Alterungsprozesse stehen in engem Zusammenhang mit oxidativem Stress und chronischen Entzündungen. In der Forschung wird untersucht, welche Rolle natürliche Verbindungen wie Resveratrol und Olivenöl-Polyphenole in diesem Kontext spielen.
In einer wissenschaftlichen Übersichtsarbeit wurde analysiert, wie Resveratrol und extra natives Olivenöl auf zelluläre Prozesse wirken, die mit Alterung und kognitiver Gesundheit verbunden sind. Dabei wurden sowohl präklinische Studien als auch klinische Untersuchungen berücksichtigt.
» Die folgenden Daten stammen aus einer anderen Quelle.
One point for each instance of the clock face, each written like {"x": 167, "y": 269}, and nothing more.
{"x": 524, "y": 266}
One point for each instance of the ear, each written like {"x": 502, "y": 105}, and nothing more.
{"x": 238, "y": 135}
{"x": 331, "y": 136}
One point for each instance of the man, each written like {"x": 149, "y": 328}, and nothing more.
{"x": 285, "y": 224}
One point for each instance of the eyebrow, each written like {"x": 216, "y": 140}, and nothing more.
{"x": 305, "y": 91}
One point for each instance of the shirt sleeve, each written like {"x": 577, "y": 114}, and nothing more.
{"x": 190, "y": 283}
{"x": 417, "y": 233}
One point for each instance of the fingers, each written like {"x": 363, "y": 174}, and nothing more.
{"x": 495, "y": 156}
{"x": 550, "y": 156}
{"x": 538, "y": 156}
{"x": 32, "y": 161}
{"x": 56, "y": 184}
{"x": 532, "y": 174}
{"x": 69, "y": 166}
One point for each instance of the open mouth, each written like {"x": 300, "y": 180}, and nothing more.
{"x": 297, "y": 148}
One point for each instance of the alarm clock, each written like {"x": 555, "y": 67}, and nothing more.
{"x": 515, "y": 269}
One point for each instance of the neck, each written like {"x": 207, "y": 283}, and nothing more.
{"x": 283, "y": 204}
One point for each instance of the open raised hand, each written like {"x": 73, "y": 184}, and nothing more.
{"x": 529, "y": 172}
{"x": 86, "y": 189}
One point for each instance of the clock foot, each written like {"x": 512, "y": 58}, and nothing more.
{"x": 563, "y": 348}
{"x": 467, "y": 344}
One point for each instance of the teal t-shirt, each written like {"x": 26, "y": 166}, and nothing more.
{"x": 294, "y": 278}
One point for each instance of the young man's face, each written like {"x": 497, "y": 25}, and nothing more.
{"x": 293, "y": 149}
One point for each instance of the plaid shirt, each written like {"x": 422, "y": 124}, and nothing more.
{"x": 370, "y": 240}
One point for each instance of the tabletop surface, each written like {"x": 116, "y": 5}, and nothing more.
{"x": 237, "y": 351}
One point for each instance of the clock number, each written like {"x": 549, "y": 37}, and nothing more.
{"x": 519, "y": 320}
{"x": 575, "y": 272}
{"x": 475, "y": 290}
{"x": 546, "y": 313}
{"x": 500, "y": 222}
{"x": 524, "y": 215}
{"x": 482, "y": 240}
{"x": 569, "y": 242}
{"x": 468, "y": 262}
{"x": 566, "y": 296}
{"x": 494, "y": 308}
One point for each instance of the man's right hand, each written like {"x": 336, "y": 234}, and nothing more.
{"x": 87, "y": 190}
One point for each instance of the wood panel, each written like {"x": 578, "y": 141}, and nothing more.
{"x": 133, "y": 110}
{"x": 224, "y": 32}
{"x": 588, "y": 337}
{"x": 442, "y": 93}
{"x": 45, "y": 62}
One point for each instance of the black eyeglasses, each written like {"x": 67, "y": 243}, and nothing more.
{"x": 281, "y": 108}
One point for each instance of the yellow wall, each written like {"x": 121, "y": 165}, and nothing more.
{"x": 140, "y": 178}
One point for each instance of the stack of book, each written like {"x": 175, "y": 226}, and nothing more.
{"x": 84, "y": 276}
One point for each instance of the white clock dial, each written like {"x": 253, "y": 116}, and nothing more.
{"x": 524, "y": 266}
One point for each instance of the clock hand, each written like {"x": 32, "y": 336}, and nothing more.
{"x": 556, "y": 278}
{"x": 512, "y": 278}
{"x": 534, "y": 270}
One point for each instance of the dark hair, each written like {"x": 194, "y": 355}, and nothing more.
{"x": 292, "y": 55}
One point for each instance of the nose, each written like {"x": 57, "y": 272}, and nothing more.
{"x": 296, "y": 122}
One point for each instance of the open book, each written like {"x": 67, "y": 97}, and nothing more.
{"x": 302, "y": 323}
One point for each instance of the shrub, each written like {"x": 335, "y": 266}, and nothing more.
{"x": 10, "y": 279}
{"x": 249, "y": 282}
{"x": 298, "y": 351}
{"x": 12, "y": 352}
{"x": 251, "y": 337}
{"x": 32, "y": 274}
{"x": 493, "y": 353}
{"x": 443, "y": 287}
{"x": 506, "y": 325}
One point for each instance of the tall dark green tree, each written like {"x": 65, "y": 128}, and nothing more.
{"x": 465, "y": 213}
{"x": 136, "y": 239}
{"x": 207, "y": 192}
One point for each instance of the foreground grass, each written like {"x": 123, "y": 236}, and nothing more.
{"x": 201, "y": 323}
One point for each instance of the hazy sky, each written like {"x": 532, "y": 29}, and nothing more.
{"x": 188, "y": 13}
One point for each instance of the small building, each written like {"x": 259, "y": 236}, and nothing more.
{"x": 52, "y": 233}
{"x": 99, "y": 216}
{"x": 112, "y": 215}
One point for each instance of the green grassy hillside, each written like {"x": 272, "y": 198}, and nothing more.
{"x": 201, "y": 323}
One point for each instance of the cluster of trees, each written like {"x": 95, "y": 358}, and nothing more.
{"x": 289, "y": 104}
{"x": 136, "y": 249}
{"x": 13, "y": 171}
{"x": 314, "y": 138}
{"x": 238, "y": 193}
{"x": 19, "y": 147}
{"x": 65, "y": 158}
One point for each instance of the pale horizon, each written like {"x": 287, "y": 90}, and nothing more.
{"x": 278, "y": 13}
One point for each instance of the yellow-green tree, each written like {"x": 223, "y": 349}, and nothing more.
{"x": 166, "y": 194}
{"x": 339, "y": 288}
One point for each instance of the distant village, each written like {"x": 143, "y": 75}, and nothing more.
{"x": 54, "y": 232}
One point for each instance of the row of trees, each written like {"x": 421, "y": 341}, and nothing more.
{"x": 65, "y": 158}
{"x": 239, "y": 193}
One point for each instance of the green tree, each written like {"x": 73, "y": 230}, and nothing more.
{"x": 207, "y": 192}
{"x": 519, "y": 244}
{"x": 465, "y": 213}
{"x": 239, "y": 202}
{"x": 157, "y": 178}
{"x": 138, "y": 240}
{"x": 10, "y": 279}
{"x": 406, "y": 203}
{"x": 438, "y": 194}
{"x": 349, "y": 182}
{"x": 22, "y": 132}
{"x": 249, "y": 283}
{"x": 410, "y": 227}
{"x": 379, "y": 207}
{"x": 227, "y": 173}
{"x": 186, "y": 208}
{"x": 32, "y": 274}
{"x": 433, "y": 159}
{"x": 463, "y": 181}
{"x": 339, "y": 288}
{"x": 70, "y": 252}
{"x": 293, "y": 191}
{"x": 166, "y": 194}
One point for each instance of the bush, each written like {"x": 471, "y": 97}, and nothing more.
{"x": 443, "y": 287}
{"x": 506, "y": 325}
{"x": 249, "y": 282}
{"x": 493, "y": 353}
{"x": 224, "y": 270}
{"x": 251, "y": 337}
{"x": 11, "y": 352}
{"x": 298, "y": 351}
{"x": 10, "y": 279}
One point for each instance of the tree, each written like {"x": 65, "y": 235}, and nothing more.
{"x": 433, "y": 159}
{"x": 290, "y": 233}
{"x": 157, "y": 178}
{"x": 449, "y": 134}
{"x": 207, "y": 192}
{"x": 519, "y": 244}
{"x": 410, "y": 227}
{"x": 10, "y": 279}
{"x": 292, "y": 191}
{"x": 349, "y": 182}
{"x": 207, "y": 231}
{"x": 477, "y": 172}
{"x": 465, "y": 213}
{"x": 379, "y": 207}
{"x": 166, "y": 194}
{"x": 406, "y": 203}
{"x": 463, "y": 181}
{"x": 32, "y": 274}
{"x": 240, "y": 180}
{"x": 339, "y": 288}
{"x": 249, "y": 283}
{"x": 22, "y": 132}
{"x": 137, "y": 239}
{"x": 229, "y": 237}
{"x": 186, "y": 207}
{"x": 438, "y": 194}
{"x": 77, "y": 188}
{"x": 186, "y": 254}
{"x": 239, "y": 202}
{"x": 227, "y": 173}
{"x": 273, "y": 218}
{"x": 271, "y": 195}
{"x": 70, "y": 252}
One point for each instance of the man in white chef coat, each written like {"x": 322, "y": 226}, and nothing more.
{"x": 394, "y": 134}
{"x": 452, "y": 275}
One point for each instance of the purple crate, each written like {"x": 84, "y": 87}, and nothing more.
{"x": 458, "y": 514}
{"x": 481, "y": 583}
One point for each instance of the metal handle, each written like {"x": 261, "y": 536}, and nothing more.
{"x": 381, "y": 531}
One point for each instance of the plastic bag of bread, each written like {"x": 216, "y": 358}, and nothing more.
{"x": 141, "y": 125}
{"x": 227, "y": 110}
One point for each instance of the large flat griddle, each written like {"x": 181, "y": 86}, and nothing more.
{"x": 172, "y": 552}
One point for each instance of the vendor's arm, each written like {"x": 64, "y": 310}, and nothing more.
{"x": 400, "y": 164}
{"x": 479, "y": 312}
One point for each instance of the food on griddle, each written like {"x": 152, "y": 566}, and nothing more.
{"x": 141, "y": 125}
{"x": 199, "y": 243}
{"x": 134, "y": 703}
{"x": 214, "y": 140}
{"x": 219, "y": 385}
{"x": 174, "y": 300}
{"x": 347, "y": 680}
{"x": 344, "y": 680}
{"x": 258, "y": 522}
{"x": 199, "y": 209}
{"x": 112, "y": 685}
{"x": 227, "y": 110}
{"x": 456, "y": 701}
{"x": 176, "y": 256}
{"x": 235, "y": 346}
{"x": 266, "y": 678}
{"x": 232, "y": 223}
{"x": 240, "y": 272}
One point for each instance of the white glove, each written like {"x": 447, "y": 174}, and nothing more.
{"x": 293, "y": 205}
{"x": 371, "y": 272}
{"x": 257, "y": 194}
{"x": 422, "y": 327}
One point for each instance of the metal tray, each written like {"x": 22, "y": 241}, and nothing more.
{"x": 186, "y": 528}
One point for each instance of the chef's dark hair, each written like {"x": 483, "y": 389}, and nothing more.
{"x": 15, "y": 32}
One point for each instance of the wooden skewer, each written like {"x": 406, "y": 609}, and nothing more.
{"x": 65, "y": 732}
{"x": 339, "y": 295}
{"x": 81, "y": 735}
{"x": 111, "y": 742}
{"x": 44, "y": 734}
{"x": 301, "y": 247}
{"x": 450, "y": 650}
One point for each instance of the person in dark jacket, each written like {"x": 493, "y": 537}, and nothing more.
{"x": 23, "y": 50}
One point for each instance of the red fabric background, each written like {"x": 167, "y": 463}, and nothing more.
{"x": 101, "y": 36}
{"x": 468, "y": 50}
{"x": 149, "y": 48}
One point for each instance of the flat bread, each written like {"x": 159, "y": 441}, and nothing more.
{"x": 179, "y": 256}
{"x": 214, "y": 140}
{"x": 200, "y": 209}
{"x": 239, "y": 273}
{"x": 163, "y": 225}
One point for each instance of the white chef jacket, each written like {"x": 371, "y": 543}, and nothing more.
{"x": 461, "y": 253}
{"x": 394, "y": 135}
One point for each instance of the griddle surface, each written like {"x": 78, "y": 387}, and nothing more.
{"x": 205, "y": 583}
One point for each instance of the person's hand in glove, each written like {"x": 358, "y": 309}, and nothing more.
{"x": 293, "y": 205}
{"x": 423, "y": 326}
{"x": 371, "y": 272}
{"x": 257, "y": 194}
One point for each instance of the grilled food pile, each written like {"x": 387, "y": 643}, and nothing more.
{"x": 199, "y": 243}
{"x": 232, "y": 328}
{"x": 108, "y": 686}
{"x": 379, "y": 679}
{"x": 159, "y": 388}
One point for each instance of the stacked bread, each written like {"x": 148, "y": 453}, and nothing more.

Die zusammengefassten Daten deuten darauf hin, dass sowohl Resveratrol als auch Olivenöl-Polyphenole mit Mechanismen in Verbindung stehen, die oxidativen Stress und Entzündungsprozesse beeinflussen. Zudem werden Zusammenhänge mit kognitiven Funktionen und altersbedingten Veränderungen beschrieben. Besonders hervorgehoben wird, dass beide Substanzen über unterschiedliche, sich ergänzende Mechanismen wirken könnten.Die Ergebnisse basieren auf einer Zusammenführung bestehender Studien – weitere Forschung ist notwendig, um die Effekte im menschlichen Körper eindeutig zu bestätigen.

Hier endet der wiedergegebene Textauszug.